After breakfast, a quick goose-step - sorry, stroll - through the St Kilda market, with its long row of craft stalls, then it's time to conquer the rest of Melbourne. The place to get an overview of the city is from the observation deck of the Rialto Towers, with views west to the Dandenongs and east over the port of Melbourne, spanned by the sinuous Westgate Bridge, the longest in the Southern Hemisphere. Even here we're not above a Mel Brooks moment. "Ah, a naked woman sunbathing on a roof," says one fantasist looking through the free binoculars.
Back on earth, I march over to inspect Melbourne's newest civic space: the oh-so-modern Federation Square. Its hulking buildings with their askew angles and relentlessly geometric facades have not made the square universally popular. But today it certainly fits the satirical mood: this is just the kind of degenerate architecture the Fuhrer would have hated. The Melburnians, too, are embracing the area, crowding round the food stalls of a Thai culture festival and sauntering through the National Gallery of Victoria's impressive new annex, the Ian Potter Centre.
The Producers' Ulla's taste for "herrings of many flavours" has reminded me of an oddball favourite among Melbourne's extensive range of ethnic eateries: Akvavit, a Swedish establishment in the South Bank complex of restaurants and shops on the Yarra River.
From there, a pleasant afternoon, can be had on a cruise up or down the river. I hop on board the boat to Williamstown, a pretty village sitting between the mouth of the port of Melbourne and Port Phillip Bay.
The pilot has a moustache wider than the Westgate bridge and, yes, he's yet another Aussie joker: "We usually get you to try on the lifejackets. But they're still wet from yesterday." Vat? Oh ja, ha ha, so funny. In Melbourne, zey all haff vays of makink you laugh!
In this town, it seems, every public transport driver with a hostage audience knows, it's good to be the king. For the king's one-liners are guaranteed laughter and adulation. Just watch the rapt reception for Mel Brooks, as he schmoozes the delighted audience at The Producers' opening night. They live, the king tells them, "in the best city in the world starting with Mel".
* Frances Grant flew to Melbourne courtesy of Qantas and was a guest of Tourism Victoria.
HOW TO GET THERE
Qantas has three-night packages to The Producers from $749 each twin share, including air fares, accommodation, and show tickets. Call Qantas on 0800 767 400 or see your travel agent.
THINGS TO SEE
The view from the Rialto Towers, on Collins St, is the best in Melbourne. Cost $12.50 (adult).
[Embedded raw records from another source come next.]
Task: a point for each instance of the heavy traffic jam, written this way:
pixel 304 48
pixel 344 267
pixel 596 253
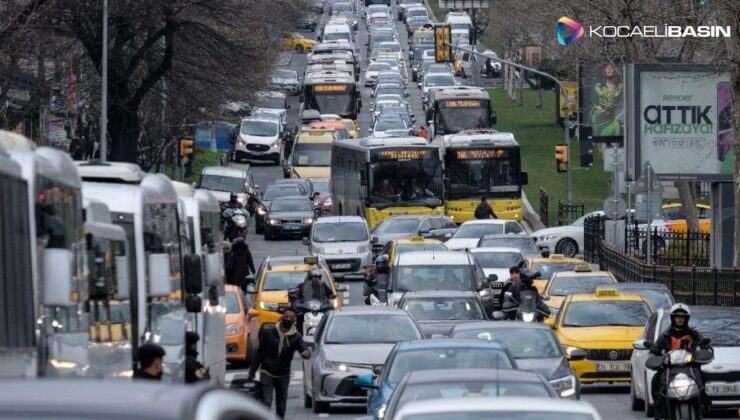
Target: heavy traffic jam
pixel 382 270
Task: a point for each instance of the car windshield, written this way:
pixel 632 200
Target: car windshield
pixel 232 305
pixel 721 326
pixel 439 80
pixel 286 280
pixel 274 102
pixel 523 343
pixel 477 230
pixel 606 313
pixel 445 358
pixel 433 277
pixel 564 286
pixel 339 232
pixel 291 205
pixel 527 245
pixel 259 128
pixel 272 193
pixel 394 225
pixel 312 154
pixel 221 183
pixel 471 389
pixel 498 259
pixel 371 328
pixel 439 309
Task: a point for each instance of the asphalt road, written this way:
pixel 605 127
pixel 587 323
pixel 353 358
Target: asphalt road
pixel 612 401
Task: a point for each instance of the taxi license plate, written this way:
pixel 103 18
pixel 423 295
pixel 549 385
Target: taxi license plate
pixel 723 389
pixel 612 367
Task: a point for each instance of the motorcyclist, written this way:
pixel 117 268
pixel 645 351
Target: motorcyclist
pixel 678 336
pixel 508 305
pixel 376 279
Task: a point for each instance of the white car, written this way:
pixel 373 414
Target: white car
pixel 722 376
pixel 470 232
pixel 566 240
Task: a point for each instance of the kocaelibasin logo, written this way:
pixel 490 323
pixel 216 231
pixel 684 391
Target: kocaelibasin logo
pixel 564 22
pixel 623 31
The central city, with its huge David Jones and pedestrian malls, is the place for keen shoppers, who may also want to check out the Queen Victoria Market and the fashionable Chapel St and Toorak Rd.
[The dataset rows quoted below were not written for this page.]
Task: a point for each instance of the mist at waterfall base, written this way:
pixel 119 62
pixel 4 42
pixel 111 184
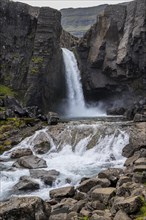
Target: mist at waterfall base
pixel 70 154
pixel 75 105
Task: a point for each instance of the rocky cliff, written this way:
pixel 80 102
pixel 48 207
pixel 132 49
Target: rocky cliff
pixel 77 21
pixel 112 54
pixel 30 54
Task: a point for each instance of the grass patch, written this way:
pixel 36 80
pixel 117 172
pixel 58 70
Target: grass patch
pixel 142 212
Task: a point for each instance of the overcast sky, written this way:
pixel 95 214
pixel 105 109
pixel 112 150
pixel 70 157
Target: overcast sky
pixel 59 4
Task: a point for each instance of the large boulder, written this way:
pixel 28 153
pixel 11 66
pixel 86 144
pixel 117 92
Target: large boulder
pixel 30 162
pixel 26 183
pixel 48 177
pixel 103 194
pixel 30 208
pixel 128 205
pixel 63 192
pixel 21 152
The St Kilda Sunday market, with its art and crafty stalls, is the place to find that something different.
River cruises, either down through the port or upriver, leave from below the South Bank Centre. A return trip to Williamstown will cost an adult $25.
For the punters there's the Crown Casino, also on the river. For the arty, there's Federation Square and surrounds, and the refurbished National Gallery of Victoria.
WHERE TO BE SEEN
Melbourne has many cafe strips but if you want to smell the sea, head out to St Kilda's Acland St with its delis and amazing cake shops. Brunswick St has a Bohemian flavour.
WHERE TO EAT
The Age Good Food Guide is the bible, dividing restaurants into ethnic categories, giving them a ranking and voting winners of each section.
Must visit for the foodie: Prahran food market, just off Chapel St.